5 Brilliant Cleaning Tips We Learned from Grandmas This Year
We love a good TikTok hack as much as the next person, but sometimes grandma knows best. Sometimes that kitchen-cleaning routine your mom taught you (and her mom taught her) is the same one you’re passing down to your own children. And sometimes there isn’t any better method for dusting than the one your grandmother showed you.
Here are five of the year’s very best tips that have been passed down through the generations.
1. Use dust-repellant spray.
Dusting is tedious and it has to be done so frequently. But contributor Marlen Komar’s Polish grandmother has a way to lengthen the time between dusting sessions: Use a dust-repellant spray.
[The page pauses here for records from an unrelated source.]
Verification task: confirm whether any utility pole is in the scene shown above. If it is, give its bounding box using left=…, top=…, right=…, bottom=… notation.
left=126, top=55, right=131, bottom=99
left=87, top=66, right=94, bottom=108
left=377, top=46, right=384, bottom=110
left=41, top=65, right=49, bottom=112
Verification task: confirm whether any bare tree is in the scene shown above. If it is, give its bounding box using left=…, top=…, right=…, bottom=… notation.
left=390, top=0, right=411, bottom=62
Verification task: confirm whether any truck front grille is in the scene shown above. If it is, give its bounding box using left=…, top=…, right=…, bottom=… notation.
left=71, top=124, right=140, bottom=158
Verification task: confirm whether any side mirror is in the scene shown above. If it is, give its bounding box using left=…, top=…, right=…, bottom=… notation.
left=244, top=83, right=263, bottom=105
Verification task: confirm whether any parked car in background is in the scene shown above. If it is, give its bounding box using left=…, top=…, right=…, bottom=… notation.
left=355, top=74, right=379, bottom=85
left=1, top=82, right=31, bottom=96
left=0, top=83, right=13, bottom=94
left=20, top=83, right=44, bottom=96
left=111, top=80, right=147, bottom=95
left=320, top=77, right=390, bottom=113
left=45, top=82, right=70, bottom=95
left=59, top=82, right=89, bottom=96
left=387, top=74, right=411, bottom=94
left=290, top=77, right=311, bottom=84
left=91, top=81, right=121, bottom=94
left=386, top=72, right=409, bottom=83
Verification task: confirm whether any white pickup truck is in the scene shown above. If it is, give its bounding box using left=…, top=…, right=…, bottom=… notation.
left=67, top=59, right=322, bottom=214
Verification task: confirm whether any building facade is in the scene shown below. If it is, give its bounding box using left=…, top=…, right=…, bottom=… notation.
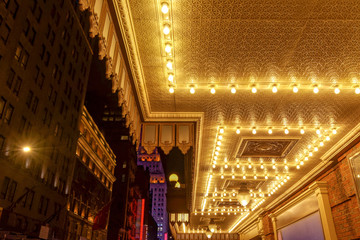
left=137, top=148, right=168, bottom=239
left=0, top=0, right=92, bottom=239
left=66, top=107, right=116, bottom=240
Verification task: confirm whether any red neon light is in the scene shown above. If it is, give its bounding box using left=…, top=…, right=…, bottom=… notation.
left=140, top=199, right=145, bottom=240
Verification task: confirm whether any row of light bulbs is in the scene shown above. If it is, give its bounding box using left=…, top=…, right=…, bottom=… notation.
left=161, top=0, right=175, bottom=88
left=167, top=84, right=360, bottom=94
left=235, top=127, right=337, bottom=135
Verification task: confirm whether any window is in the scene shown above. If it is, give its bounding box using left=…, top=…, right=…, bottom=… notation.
left=28, top=28, right=36, bottom=45
left=35, top=7, right=42, bottom=22
left=13, top=77, right=22, bottom=96
left=1, top=24, right=11, bottom=44
left=9, top=0, right=19, bottom=18
left=31, top=97, right=39, bottom=113
left=15, top=43, right=23, bottom=62
left=0, top=97, right=6, bottom=119
left=0, top=177, right=10, bottom=199
left=4, top=104, right=14, bottom=124
left=6, top=69, right=15, bottom=89
left=26, top=90, right=34, bottom=108
left=7, top=180, right=17, bottom=202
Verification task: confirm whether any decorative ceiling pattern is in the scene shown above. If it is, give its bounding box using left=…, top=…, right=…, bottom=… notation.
left=124, top=0, right=360, bottom=231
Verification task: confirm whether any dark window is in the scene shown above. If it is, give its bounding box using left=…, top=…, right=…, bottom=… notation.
left=7, top=180, right=17, bottom=202
left=0, top=177, right=10, bottom=199
left=45, top=52, right=50, bottom=66
left=0, top=135, right=5, bottom=150
left=24, top=19, right=30, bottom=36
left=13, top=77, right=22, bottom=96
left=31, top=97, right=39, bottom=113
left=1, top=24, right=11, bottom=44
left=35, top=7, right=42, bottom=22
left=18, top=116, right=26, bottom=134
left=4, top=104, right=14, bottom=124
left=6, top=69, right=15, bottom=89
left=0, top=97, right=6, bottom=119
left=15, top=43, right=23, bottom=62
left=28, top=28, right=36, bottom=45
left=21, top=50, right=29, bottom=69
left=9, top=0, right=19, bottom=18
left=26, top=90, right=34, bottom=108
left=38, top=73, right=45, bottom=89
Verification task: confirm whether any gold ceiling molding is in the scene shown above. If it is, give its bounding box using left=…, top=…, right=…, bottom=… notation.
left=141, top=123, right=194, bottom=154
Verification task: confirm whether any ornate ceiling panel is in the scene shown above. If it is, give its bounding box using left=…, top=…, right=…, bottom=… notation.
left=128, top=0, right=360, bottom=233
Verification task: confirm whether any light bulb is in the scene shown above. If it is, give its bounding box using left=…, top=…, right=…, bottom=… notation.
left=163, top=24, right=170, bottom=35
left=161, top=3, right=169, bottom=14
left=165, top=43, right=171, bottom=53
left=168, top=73, right=174, bottom=82
left=272, top=85, right=277, bottom=93
left=313, top=86, right=319, bottom=93
left=166, top=60, right=172, bottom=70
left=293, top=85, right=299, bottom=93
left=355, top=87, right=360, bottom=94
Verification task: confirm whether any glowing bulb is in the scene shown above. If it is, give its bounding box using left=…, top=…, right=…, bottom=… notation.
left=163, top=24, right=170, bottom=35
left=161, top=3, right=169, bottom=14
left=165, top=43, right=171, bottom=53
left=355, top=87, right=360, bottom=94
left=23, top=147, right=31, bottom=152
left=293, top=85, right=299, bottom=93
left=166, top=60, right=172, bottom=70
left=168, top=73, right=174, bottom=82
left=313, top=86, right=319, bottom=93
left=272, top=85, right=277, bottom=93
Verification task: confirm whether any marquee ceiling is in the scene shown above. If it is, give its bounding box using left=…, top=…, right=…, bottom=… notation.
left=122, top=0, right=360, bottom=231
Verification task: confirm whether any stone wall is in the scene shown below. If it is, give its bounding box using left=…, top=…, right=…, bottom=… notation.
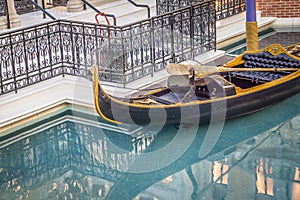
left=256, top=0, right=300, bottom=18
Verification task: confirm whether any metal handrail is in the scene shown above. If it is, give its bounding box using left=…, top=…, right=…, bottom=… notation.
left=128, top=0, right=150, bottom=18
left=0, top=0, right=216, bottom=96
left=28, top=0, right=56, bottom=20
left=81, top=0, right=117, bottom=26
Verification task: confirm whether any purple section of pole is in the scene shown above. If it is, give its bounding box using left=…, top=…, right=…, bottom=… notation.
left=246, top=0, right=256, bottom=22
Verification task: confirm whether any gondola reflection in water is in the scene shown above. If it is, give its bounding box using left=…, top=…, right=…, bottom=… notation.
left=93, top=44, right=300, bottom=126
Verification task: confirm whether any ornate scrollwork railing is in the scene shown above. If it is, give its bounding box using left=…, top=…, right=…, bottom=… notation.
left=0, top=1, right=216, bottom=95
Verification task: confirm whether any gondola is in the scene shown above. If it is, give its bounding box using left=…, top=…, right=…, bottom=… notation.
left=92, top=44, right=300, bottom=126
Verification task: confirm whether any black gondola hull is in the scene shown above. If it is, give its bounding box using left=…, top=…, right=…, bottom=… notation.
left=98, top=74, right=300, bottom=125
Here’s the best part: You can make a super-effective one yourself out of vinegar, olive oil, and soap.
2. Use a damp cloth to dust.
Another smart dusting tip from our elders? Use a damp cloth to dust. This advice comes from contributor Rochelle Bilow’s aunt, Gail Bilow, who is also a grandmother. She says using a damp cloth helps trap dust rather than simply flinging it around the room.
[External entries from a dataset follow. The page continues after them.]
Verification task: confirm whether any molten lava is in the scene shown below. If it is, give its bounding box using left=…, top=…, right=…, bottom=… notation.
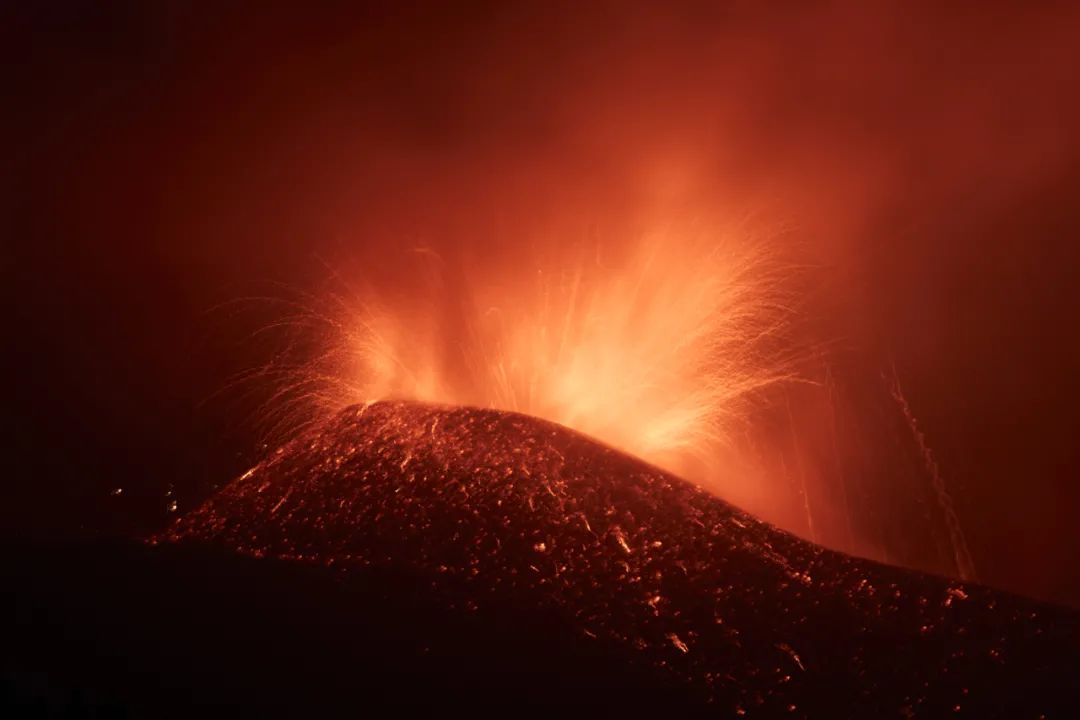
left=164, top=403, right=1077, bottom=717
left=300, top=230, right=798, bottom=490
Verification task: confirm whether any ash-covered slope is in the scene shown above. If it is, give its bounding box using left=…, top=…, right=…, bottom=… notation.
left=161, top=403, right=1080, bottom=717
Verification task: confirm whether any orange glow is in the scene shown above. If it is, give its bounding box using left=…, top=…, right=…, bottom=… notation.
left=320, top=220, right=795, bottom=490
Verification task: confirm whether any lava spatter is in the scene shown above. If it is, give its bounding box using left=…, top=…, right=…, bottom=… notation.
left=160, top=403, right=1080, bottom=717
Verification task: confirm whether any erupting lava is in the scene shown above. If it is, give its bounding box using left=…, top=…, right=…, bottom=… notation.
left=278, top=230, right=795, bottom=481
left=159, top=403, right=1077, bottom=718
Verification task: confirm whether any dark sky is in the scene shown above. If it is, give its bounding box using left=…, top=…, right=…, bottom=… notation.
left=2, top=2, right=1080, bottom=604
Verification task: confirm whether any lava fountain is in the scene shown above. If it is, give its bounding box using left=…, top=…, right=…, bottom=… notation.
left=259, top=229, right=806, bottom=496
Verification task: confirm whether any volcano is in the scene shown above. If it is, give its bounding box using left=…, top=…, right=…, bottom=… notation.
left=154, top=402, right=1080, bottom=718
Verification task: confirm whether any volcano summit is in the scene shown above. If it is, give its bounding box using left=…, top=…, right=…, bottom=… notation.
left=159, top=403, right=1080, bottom=717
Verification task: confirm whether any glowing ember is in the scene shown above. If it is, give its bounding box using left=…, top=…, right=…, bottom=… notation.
left=164, top=403, right=1077, bottom=717
left=282, top=231, right=794, bottom=490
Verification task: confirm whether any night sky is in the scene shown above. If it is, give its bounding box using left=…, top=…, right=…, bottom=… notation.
left=8, top=2, right=1080, bottom=606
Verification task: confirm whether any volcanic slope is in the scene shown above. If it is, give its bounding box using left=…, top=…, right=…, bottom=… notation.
left=164, top=403, right=1080, bottom=718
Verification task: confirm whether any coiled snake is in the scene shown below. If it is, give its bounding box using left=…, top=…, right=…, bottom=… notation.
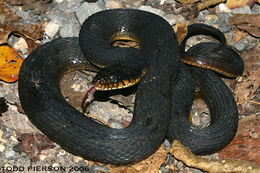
left=19, top=9, right=244, bottom=165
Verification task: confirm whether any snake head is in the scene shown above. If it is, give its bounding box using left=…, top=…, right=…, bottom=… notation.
left=92, top=63, right=147, bottom=90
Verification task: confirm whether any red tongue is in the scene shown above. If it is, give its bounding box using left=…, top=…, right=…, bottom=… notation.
left=81, top=85, right=96, bottom=112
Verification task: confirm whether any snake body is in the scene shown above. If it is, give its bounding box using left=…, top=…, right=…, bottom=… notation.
left=18, top=9, right=244, bottom=165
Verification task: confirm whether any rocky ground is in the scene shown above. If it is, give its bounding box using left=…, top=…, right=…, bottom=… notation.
left=0, top=0, right=260, bottom=173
3. Clean ceiling fans with a pillow case.
Social media favorite (and grandma) Brunch With Babs has a tried-and-true hack for cleaning ceiling fans: Use an empty pillow case to clean ceiling fan blades. This allows you to catch dust rather than scatter it all over the furniture and floor beneath.
4. De-stink drains with baking soda and vinegar.
Foul-smelling drains can really make a kitchen feel gross. Naomi DeMutch, another New York grandmother, uses something you probably already have in your kitchen to refresh drains: white vinegar. Get rid of the stinky drains by spooning baking soda into the sink and chasing it down with a glug of white vinegar.
5. Break the “rules” to keep things manageable.
Grandmothers also know what they can let slide. The grandmothers quoted in this piece have learned that they can’t do it all — and they don’t have to! For instance, you don’t need to iron everything; instead, let prompt removal from the dryer and/or hanging clothes do the “ironing” for you. You can also be content with washing your windows just once or twice a year and sweeping your kitchen as needed (instead of every night).